Managing Stateful Workloads on Kubernetes
Running stateful applications like Kafka on Kubernetes presents unique challenges:
Ensuring persistent identity and storage for Kafka brokers
Handling pod rescheduling without data loss
Managing upgrades without service disruption[4]
To address these challenges, use StatefulSets and Headless services. StatefulSets provide stable identity for each pod, ensuring that if a pod is rescheduled, it gets the same IP as before. This is crucial because the address on which clients connect to brokers should remain consistent[4].
Handling Scaling Operations
Scaling Kafka on Kubernetes requires careful planning:
Properly configure partition reassignment during scaling to redistribute load
Manage leader rebalancing to prevent performance degradation
Plan for increased network traffic and disk I/O during scaling operations[16]
When increasing or decreasing the number of brokers, ensure that partitions are redistributed evenly to maintain balanced load across the cluster[16].
Monitoring and Troubleshooting
Effective monitoring is essential for maintaining healthy Kafka clusters on Kubernetes:
Implement comprehensive metrics collection using tools like Prometheus and Grafana
Monitor key metrics including broker health, consumer lag, and partition status
Set up alerts for critical conditions
Collect and analyze logs for troubleshooting[7]
Common troubleshooting areas include connectivity issues between Kafka and monitoring tools, configuration problems, and resource constraints[7].
Pod scheduling affects Kafka's performance
Apache Kafka's impressive throughput and performance rely heavily on its Page Cache implementation.
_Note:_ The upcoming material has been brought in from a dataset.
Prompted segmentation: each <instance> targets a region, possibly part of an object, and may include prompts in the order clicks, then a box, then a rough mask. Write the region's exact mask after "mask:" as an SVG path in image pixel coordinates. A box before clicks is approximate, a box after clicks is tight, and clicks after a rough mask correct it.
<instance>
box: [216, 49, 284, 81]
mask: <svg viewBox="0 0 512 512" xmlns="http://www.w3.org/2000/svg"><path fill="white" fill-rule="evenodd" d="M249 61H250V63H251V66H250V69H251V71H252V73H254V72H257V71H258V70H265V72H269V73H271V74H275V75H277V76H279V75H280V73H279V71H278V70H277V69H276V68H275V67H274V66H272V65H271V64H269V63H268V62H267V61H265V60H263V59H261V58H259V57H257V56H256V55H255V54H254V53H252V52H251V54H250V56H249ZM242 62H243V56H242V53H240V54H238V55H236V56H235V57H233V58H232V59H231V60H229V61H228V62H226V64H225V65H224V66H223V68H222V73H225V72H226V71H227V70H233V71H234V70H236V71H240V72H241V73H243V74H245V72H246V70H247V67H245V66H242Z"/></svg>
Since containers don't virtualize the operating system kernel, when Pods move between Nodes, the Page Cache must be re-warmed[8], degrading Kafka's performance. This impact is particularly noticeable during peak business periods. As a result, Kafka users concerned about performance impacts on their business become reluctant to allow Kafka Broker Pods to move freely between Nodes. However, when Pods can't move quickly and freely between Nodes, it significantly reduces Kubernetes' scheduling flexibility and prevents full utilization of its orchestration advantages. The figure below illustrates how disk reads from an un-warmed Page Cache affect Kafka performance during Broker Pod movement.

Conclusion: Choosing the Right Approach
Deploying Kafka on Kubernetes offers significant benefits in terms of scalability, resilience, and operational efficiency. However, it requires careful planning and consideration of various factors including deployment method, resource allocation, networking, and storage.
The choice between using Helm charts or operators depends on specific requirements:
Operators provide more sophisticated management with automation of day-to-day operations, making them suitable for production environments with complex requirements
Helm charts offer simplicity and flexibility, giving more control over the configuration but requiring more manual management[20]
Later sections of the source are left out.